Decision Notes (CatBoost Choice):
- I chose CatBoost for its native categorical handling, reducing preprocessing complexity and minimizing risk of encoding-related bias.
- Compared against LightGBM and logistic regression: CatBoost delivered better SHAP reliability for categorical-heavy features while maintaining regulatory-friendly transparency.
- Default parameters retained for interpretability and because the dataset size allowed for rapid, iterative explainability checks.
Considered Alternatives:
- LightGBM: Competitive accuracy, but less straightforward categorical feature support and slightly less stable SHAP outputs in early tests.

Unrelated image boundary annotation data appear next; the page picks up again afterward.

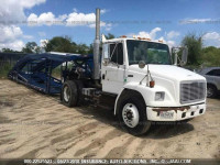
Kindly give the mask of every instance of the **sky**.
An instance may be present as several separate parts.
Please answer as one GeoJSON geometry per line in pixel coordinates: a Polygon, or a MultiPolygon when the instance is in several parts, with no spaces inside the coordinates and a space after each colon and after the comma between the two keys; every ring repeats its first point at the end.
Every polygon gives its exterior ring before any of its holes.
{"type": "Polygon", "coordinates": [[[95,38],[96,8],[101,33],[163,40],[178,46],[188,33],[204,46],[220,47],[220,0],[0,0],[0,50],[20,51],[68,35],[76,43],[95,38]]]}

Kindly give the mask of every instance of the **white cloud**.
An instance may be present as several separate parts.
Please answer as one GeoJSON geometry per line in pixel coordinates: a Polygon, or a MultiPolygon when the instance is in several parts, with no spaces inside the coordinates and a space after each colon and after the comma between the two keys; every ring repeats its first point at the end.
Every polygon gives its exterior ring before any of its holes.
{"type": "Polygon", "coordinates": [[[46,0],[1,0],[0,21],[3,24],[15,24],[26,20],[24,9],[44,3],[46,0]]]}
{"type": "Polygon", "coordinates": [[[77,13],[73,12],[68,14],[66,19],[67,25],[76,26],[76,25],[91,25],[96,22],[95,13],[77,13]]]}
{"type": "Polygon", "coordinates": [[[41,47],[45,47],[47,43],[48,43],[48,40],[40,40],[41,47]]]}
{"type": "Polygon", "coordinates": [[[18,37],[21,37],[23,32],[15,25],[0,25],[0,43],[10,43],[18,37]]]}
{"type": "Polygon", "coordinates": [[[109,12],[109,10],[107,10],[107,9],[101,9],[101,10],[100,10],[100,13],[101,13],[101,14],[105,14],[105,13],[107,13],[107,12],[109,12]]]}
{"type": "Polygon", "coordinates": [[[175,41],[167,41],[166,44],[169,45],[169,47],[176,46],[176,42],[175,41]]]}
{"type": "Polygon", "coordinates": [[[146,38],[155,40],[156,33],[160,31],[162,31],[161,28],[155,28],[151,32],[141,31],[138,34],[132,34],[132,35],[136,35],[138,37],[146,37],[146,38]]]}
{"type": "Polygon", "coordinates": [[[212,19],[185,19],[179,21],[180,24],[195,24],[195,23],[207,23],[210,21],[217,21],[212,19]]]}
{"type": "Polygon", "coordinates": [[[33,35],[23,35],[23,38],[32,40],[32,38],[34,38],[34,36],[33,35]]]}
{"type": "Polygon", "coordinates": [[[40,36],[46,36],[45,32],[37,32],[40,36]]]}
{"type": "MultiPolygon", "coordinates": [[[[96,26],[96,14],[95,13],[81,13],[72,12],[68,15],[63,14],[57,18],[52,13],[42,13],[36,15],[31,13],[28,18],[29,25],[67,25],[67,26],[96,26]]],[[[106,31],[110,31],[112,28],[111,23],[100,22],[100,26],[106,28],[106,31]]]]}
{"type": "MultiPolygon", "coordinates": [[[[151,30],[150,32],[141,31],[138,34],[129,34],[129,36],[135,35],[136,37],[146,37],[146,38],[151,38],[152,41],[163,41],[163,43],[168,44],[169,47],[176,46],[176,42],[170,40],[172,33],[169,34],[169,38],[167,37],[167,35],[157,37],[157,32],[161,32],[161,31],[162,31],[161,28],[155,28],[151,30]]],[[[176,34],[173,34],[173,36],[176,36],[176,34]]]]}
{"type": "Polygon", "coordinates": [[[76,8],[73,9],[74,12],[78,12],[78,10],[76,8]]]}
{"type": "Polygon", "coordinates": [[[62,24],[66,18],[67,18],[66,14],[55,18],[55,15],[52,12],[42,13],[38,16],[34,13],[31,13],[28,18],[28,23],[29,25],[62,24]]]}
{"type": "Polygon", "coordinates": [[[24,43],[21,40],[23,32],[19,26],[0,25],[0,50],[7,47],[21,51],[21,48],[24,46],[24,43]]]}
{"type": "Polygon", "coordinates": [[[220,33],[208,32],[202,36],[206,46],[217,46],[220,47],[220,33]]]}
{"type": "Polygon", "coordinates": [[[46,0],[1,0],[0,6],[0,50],[12,48],[21,51],[24,46],[22,38],[31,40],[32,35],[23,34],[16,24],[26,21],[25,9],[44,3],[46,0]]]}
{"type": "Polygon", "coordinates": [[[170,38],[177,37],[179,35],[180,35],[179,32],[170,31],[170,32],[167,33],[167,38],[170,40],[170,38]]]}

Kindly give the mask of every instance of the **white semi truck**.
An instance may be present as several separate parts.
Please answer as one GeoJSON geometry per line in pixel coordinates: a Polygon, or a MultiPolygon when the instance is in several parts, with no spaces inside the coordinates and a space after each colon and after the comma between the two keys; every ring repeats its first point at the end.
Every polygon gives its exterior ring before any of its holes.
{"type": "MultiPolygon", "coordinates": [[[[186,63],[183,51],[180,63],[186,63]]],[[[206,111],[206,78],[177,66],[162,41],[122,36],[100,41],[97,9],[92,78],[65,79],[62,101],[75,107],[90,101],[110,108],[129,133],[145,133],[152,121],[184,121],[206,111]],[[174,63],[173,63],[174,61],[174,63]]],[[[70,76],[69,76],[70,77],[70,76]]]]}

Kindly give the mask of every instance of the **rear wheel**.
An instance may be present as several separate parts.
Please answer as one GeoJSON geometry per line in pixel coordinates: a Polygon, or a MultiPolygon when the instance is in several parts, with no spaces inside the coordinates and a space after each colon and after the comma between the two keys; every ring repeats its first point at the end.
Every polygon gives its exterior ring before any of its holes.
{"type": "Polygon", "coordinates": [[[212,85],[207,86],[207,97],[208,98],[213,98],[217,96],[217,88],[212,85]]]}
{"type": "Polygon", "coordinates": [[[124,94],[118,102],[118,118],[120,125],[133,135],[141,135],[148,131],[151,122],[146,117],[146,106],[138,92],[124,94]]]}

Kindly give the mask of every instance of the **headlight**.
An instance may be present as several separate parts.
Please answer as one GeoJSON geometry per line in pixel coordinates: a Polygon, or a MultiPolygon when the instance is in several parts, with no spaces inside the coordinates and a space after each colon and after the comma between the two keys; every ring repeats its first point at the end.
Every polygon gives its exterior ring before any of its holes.
{"type": "Polygon", "coordinates": [[[157,91],[155,94],[155,101],[164,101],[165,92],[164,91],[157,91]]]}

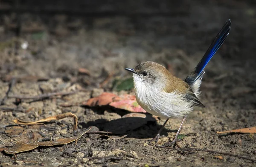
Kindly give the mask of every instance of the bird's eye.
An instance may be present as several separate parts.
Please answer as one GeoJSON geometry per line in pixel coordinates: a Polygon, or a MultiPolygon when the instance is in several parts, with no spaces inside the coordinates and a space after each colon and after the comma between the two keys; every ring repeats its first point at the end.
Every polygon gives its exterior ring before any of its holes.
{"type": "Polygon", "coordinates": [[[147,73],[145,72],[145,71],[143,71],[142,72],[142,75],[143,75],[143,76],[147,76],[147,73]]]}

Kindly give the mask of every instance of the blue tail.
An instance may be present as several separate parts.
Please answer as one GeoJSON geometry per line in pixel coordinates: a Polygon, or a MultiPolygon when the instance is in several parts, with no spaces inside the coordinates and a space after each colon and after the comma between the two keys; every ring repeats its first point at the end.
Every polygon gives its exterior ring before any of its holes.
{"type": "Polygon", "coordinates": [[[185,82],[189,84],[192,84],[197,79],[201,78],[204,74],[204,69],[227,37],[230,30],[231,25],[231,21],[228,19],[195,69],[185,79],[185,82]]]}

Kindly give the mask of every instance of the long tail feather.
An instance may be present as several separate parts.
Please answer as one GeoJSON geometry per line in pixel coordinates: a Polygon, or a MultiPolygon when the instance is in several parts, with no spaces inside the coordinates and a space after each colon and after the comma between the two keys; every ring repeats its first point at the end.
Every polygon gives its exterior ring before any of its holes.
{"type": "Polygon", "coordinates": [[[204,69],[227,37],[230,31],[231,26],[231,21],[228,19],[195,68],[185,79],[185,82],[189,84],[197,96],[200,94],[199,87],[201,85],[203,75],[204,74],[204,69]]]}
{"type": "Polygon", "coordinates": [[[207,50],[201,60],[196,66],[195,68],[195,72],[197,74],[200,74],[204,70],[204,68],[212,57],[221,46],[229,34],[231,25],[231,21],[230,19],[228,19],[227,20],[218,35],[217,35],[217,36],[216,36],[214,40],[207,50]]]}
{"type": "Polygon", "coordinates": [[[189,85],[192,84],[198,79],[201,79],[204,74],[204,69],[221,46],[227,37],[230,30],[231,21],[228,19],[217,35],[214,40],[205,52],[195,69],[185,79],[185,81],[189,85]]]}

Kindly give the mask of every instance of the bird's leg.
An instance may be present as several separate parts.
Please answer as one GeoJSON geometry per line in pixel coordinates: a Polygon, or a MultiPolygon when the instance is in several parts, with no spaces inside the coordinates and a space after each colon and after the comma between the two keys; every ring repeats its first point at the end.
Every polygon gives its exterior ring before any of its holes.
{"type": "Polygon", "coordinates": [[[184,117],[183,117],[183,119],[182,119],[182,122],[181,122],[181,123],[180,124],[180,127],[179,127],[178,131],[177,132],[176,135],[175,136],[175,138],[174,138],[174,139],[173,140],[173,141],[172,142],[171,142],[171,143],[166,143],[166,144],[165,144],[165,146],[170,147],[170,146],[173,145],[175,143],[175,142],[177,141],[177,139],[178,138],[178,135],[179,135],[179,133],[180,133],[180,131],[181,130],[181,127],[182,127],[182,125],[183,125],[183,123],[185,122],[185,120],[186,119],[186,116],[185,116],[184,117]]]}
{"type": "Polygon", "coordinates": [[[157,135],[156,136],[155,138],[154,138],[152,140],[152,141],[154,141],[154,142],[155,143],[157,143],[157,142],[158,142],[158,140],[159,139],[159,137],[160,137],[160,133],[161,133],[161,132],[162,132],[162,130],[163,130],[163,127],[164,127],[165,125],[166,125],[166,123],[167,123],[169,120],[169,119],[166,119],[166,122],[164,122],[164,123],[163,123],[163,126],[162,126],[162,127],[161,127],[161,128],[160,128],[159,130],[158,130],[158,132],[157,133],[157,135]]]}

- Different Storage Formats: Considered Avro and ORC; stayed with Parquet for its compression efficiency, columnar reads, and compatibility with AWS Athena and Glue.

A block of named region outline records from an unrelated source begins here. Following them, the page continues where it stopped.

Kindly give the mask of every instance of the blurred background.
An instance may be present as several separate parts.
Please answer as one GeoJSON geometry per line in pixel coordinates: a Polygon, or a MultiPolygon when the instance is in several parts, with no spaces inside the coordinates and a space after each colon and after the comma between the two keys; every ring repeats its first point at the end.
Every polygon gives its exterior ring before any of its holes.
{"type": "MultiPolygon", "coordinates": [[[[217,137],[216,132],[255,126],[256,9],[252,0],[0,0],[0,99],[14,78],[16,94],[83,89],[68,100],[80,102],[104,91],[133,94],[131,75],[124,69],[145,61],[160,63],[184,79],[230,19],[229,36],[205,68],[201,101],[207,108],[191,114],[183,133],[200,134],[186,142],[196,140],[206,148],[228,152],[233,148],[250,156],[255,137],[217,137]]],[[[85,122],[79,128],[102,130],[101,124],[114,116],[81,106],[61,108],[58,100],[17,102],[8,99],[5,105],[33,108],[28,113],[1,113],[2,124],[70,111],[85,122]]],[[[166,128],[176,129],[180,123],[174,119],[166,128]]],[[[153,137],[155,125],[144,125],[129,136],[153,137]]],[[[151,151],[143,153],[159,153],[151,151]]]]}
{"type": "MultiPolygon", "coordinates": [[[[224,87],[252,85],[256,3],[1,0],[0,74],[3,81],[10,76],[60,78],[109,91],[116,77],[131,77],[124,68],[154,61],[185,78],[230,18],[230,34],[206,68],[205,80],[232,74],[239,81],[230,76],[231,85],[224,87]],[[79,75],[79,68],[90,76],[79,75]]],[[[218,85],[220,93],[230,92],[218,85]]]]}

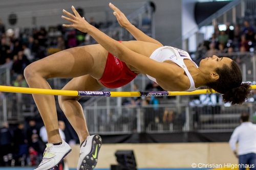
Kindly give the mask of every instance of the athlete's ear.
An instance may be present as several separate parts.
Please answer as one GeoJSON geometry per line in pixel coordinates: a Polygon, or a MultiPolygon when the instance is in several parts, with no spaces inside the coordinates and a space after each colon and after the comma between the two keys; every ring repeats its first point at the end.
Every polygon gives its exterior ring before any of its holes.
{"type": "Polygon", "coordinates": [[[220,76],[216,72],[210,73],[210,77],[214,80],[217,80],[220,78],[220,76]]]}

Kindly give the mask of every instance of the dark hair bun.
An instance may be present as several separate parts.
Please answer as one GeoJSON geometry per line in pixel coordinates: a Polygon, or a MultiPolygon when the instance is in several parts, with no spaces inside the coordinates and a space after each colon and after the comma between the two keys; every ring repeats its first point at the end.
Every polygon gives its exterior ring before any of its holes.
{"type": "Polygon", "coordinates": [[[250,83],[243,83],[238,87],[233,88],[222,95],[225,103],[230,102],[232,105],[241,104],[248,98],[250,93],[250,83]]]}

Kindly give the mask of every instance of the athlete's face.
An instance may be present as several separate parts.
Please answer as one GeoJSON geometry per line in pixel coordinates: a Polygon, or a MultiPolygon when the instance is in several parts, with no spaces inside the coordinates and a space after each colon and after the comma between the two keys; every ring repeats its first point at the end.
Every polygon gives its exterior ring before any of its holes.
{"type": "MultiPolygon", "coordinates": [[[[218,57],[215,55],[211,57],[206,58],[201,60],[199,63],[200,69],[206,74],[209,74],[211,76],[216,74],[217,68],[221,68],[224,64],[230,65],[232,60],[227,57],[218,57]]],[[[218,79],[218,77],[216,79],[218,79]]]]}

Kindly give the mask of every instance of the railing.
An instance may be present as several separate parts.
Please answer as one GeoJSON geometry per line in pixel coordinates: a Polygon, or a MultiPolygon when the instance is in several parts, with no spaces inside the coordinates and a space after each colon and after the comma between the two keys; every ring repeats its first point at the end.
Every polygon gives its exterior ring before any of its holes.
{"type": "Polygon", "coordinates": [[[255,103],[225,107],[176,105],[88,107],[84,109],[91,133],[129,134],[184,131],[231,132],[243,112],[255,112],[255,103]],[[179,111],[179,110],[180,110],[179,111]]]}
{"type": "Polygon", "coordinates": [[[11,71],[8,68],[0,68],[0,84],[11,84],[11,71]]]}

6. Segment-Level Analysis by State
# Add predictions to training set
X_seg = X_train.copy()
X_seg['prediction'] = model.predict_proba(X_train)[:, 1]
X_seg['actual'] = y_train.values
# Group by state
segment_df = X_seg.groupby('state').agg(
avg_predicted = ('prediction', 'mean'),
actual_rate = ('actual', 'mean'),
count = ('actual', 'count')
)
# Optional: AUC per state (only if both classes are present)
def state_auc(group):
if group['actual'].nunique() == 2:
return roc_auc_score(group['actual'], group['prediction'])
return np.nan
segment_df['auc'] = X_seg.groupby('state').apply(state_auc)
# Over/underprediction
segment_df['overprediction'] = segment_df['avg_predicted'] - segment_df['actual_rate']
# Bar chart
segment_df[['avg_predicted', 'actual_rate']].sort_values('actual_rate').plot(
kind='barh', figsize=(8,6))
plt.title("CatBoost – Predicted vs Actual Default Rate by State")
plt.xlabel("Rate")
plt.tight_layout()
plt.show()
Interpretation of the Segment Plot
This bar chart compares the average predicted default probability (blue) with the actual observed rate (orange) by state:
- Overprediction: In states like FL, the model consistently overestimates risk.
- Underprediction: In NY, the model underpredicts risk — predicted probabilities are lower than actual rates.
- Tight alignment: For states like CA, IL, TX, the model tracks reality closely.
7. Business Recommendation
- State-Level Threshold Calibration: Adjust risk cutoffs where predicted risk diverges from observed default rates (e.g., FL and NY).
- Scorecard Enhancement: FICO score dominates the model. Future iterations should regularize this influence or augment with behavior-based features.
- S3 Data Pipelines: Spark → Parquet → S3 integration is clean. Automate using Airflow in production.
- Next Steps:
- Incorporate Snowflake as centralized data source.
- Productionalize with SageMaker Pipelines or Lambda triggers from S3.
This project simulates a production-ready credit risk pipeline — designed for scalability, interpretability, and strategic alignment.